New probes into UK children’s homes sex abuse
British interior minister Theresa May launched a new police probe into allegations of abuse in children’s homes across north Wales after claims that a senior politician was involved in a paedophile ring.
Keith Bristow, director-general of the National Crime Agency, will review the original police investigations, dating back to the 1970s and 1980s, and examine any fresh allegations.
The original police work saw seven former care workers convicted.
Meanwhile, Downing Street named High Court judge Julia Wendy Macur to lead a review of an original judge-led inquiry into the scandal, investigating its terms of reference after some victims said the probe ruled out many of their claims.
The public inquiry was carried out in 2000.
May said Bristow would “assess the allegations recently received, to review the historic police investigations and investigate any fresh allegations reported to police into the alleged historic abuse in north Wales care homes”.
“The government is treating these allegations with the utmost seriousness,” the home secretary added.
“Child abuse is a hateful, abhorrent and disgusting crime and we must not allow these allegations to go unanswered.”
Bristow will produce his initial report by April.
An inquiry into the claims of abuse in north Wales care homes was previously led by former High Court judge Ronald Waterhouse in the 1990s and reported its findings in 2000.
Prime Minister David Cameron on Monday announced an urgent probe into the way the allegations were originally dealt with after claims in a BBC report that an unnamed senior Conservative politician from Margaret Thatcher’s premiership (1979-1990) was involved in the abuse.

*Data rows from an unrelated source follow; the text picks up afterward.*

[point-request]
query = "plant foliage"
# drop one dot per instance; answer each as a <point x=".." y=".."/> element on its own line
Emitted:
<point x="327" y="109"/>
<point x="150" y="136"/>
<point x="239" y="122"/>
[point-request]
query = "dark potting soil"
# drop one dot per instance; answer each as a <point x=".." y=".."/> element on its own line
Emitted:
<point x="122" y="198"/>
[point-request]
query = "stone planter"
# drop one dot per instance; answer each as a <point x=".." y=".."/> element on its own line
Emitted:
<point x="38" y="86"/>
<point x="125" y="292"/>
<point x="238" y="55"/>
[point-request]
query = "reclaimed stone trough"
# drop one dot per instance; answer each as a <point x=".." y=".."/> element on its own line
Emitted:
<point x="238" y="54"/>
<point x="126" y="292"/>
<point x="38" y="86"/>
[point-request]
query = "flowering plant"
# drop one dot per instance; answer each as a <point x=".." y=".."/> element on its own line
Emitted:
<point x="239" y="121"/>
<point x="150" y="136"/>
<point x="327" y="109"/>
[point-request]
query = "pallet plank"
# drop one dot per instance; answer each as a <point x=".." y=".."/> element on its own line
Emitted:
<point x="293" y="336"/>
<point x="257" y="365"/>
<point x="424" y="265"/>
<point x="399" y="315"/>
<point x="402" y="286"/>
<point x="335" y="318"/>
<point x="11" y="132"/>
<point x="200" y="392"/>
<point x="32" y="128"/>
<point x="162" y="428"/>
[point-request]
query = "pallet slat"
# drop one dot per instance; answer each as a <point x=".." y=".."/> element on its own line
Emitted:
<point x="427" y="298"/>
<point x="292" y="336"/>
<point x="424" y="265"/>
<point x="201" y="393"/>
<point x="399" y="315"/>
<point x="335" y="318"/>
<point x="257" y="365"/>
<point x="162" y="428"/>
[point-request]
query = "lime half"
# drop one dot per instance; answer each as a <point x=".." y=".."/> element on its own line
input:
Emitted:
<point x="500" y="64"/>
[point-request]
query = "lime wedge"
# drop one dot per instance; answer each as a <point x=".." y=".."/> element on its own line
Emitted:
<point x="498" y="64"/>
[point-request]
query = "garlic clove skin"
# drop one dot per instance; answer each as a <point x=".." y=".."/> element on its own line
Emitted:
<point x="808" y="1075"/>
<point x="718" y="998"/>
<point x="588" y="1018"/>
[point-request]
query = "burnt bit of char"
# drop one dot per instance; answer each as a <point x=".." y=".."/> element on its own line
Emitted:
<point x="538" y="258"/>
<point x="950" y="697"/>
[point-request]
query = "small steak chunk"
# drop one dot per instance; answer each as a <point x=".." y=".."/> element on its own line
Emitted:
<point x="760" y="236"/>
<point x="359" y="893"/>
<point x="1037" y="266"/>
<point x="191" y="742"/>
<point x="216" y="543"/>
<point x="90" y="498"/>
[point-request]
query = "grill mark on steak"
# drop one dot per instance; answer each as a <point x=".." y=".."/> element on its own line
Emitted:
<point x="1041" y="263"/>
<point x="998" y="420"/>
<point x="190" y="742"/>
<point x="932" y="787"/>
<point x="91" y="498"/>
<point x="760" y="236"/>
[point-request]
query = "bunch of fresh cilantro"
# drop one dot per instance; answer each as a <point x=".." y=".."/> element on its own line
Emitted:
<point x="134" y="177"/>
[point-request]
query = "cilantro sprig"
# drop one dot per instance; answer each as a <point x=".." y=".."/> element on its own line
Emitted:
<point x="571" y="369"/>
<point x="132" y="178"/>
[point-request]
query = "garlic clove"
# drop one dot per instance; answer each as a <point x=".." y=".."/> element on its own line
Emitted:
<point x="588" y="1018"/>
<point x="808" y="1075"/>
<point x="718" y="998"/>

May warned lawmakers not to use parliamentary immunity to try to name the alleged suspect as it could jeopardise the prospect of any future criminal trial.
The publicly unidentified politician has told The Daily Telegraph newspaper that the allegations were “totally untrue” and threatened legal action had his name appeared in the BBC report.
May said she would also consider calls for a wider, over-arching inquiry into child abuse -- including the mountain of allegations involving the late BBC presenter Jimmy Savile – if the evidence was shown to justify it.